Date of Award


Degree Type


Degree Name

Doctor of Philosophy (PhD)

Graduate Group

Applied Economics

First Advisor

Gilles Duranton

Second Advisor

Ann Harrison


This dissertation consists of three chapters studying the effects of diverse public policy instruments on firm productivity and local labor markets.

The first chapter analyzes how the US's largest policy for retraining trade-displaced workers--Trade Adjustment Assistance (TAA)--affects earnings and employment outcomes. Prior research has been limited by two challenges precluding credible estimates: a lack of quality data to track worker movements across employers, and selection into training programs. Leveraging an institutional feature of TAA that assigns two otherwise equal TAA applicants to investigators of varying approval leniencies, I estimate the causal returns to retraining for roughly 300,000 displaced workers by merging Census Bureau microdata with TAA winning and losing petitions.

I find large initial returns to TAA. Ten years out, TAA-trained workers have $50,000 higher cumulative earnings. Yet \textit{annual} returns fully depreciate after ten years. Returns are concentrated in the most disrupted regions, where workers are more likely to switch industries and move to labor markets with better opportunities in response to training--consistent with adjustment frictions. Despite some inefficiencies, the results highlight that TAA may serve as an important tag for redistributing the growth from trade to adversely affected workers.

The second chapter, joint with Ann Harrison, Shanthi Nataraj, and Leslie Martin, compares the impact of command-and-control (CAC) regulations and coal price variation on firm pollution abatement, coal consumption, and productivity growth in India. Both CAC regulations and higher coal prices resulted in improved air quality. CAC regulations increased the share of large establishments investing in pollution control equipment.
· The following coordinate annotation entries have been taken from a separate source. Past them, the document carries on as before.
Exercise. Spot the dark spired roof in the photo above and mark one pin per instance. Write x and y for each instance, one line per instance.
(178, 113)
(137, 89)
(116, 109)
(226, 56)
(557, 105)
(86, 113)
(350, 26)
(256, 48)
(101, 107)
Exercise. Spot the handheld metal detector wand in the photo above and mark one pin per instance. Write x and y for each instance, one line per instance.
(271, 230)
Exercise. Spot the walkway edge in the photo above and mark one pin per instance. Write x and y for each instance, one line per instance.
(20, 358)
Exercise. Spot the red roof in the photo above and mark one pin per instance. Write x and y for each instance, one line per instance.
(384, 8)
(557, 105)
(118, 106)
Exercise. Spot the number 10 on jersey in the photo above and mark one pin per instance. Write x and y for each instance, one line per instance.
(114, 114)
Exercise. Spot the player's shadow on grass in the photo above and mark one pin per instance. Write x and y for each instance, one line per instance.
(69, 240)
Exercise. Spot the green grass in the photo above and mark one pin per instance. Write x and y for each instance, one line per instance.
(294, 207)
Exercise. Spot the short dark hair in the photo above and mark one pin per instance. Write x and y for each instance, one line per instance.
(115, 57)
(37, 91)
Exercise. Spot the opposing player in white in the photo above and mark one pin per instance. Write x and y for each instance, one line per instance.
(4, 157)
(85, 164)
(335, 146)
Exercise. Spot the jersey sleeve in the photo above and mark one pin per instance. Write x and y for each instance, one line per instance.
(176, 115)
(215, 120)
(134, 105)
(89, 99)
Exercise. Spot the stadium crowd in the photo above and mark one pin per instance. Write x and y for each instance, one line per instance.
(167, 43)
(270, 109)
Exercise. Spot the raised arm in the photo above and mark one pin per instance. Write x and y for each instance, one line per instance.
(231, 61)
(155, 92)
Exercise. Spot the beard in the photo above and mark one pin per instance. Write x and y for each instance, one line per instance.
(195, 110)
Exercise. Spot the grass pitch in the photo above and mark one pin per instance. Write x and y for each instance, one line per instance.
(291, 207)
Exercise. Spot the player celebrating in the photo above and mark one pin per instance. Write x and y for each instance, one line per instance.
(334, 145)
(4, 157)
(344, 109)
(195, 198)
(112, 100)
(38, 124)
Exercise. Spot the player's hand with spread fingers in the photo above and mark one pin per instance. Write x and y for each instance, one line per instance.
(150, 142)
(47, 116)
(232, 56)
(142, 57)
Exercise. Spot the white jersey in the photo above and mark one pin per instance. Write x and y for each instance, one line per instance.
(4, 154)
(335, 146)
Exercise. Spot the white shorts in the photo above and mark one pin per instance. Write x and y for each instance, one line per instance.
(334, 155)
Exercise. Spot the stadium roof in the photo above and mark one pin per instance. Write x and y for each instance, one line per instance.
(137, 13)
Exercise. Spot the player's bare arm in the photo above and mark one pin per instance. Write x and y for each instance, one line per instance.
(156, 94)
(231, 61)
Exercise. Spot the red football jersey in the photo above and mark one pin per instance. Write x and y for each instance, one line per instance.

In contrast, higher coal prices reduced the intensive margin of coal use more broadly, with price elasticities similar to those found in the US. In terms of productivity, CAC regulations imposed a higher cost on large firms.

The third chapter reconsiders host country productivity spillovers from multinational corporation (MNC) investments. I show that the standard "backward linkage'' measure used to estimate technology spillovers implicitly assumes domestic and foreign firms share the same input structure. Mean backward linkages reduce in half when the share of locally sourced inputs is adjusted to reflect MNC’s observably higher propensity to import inputs.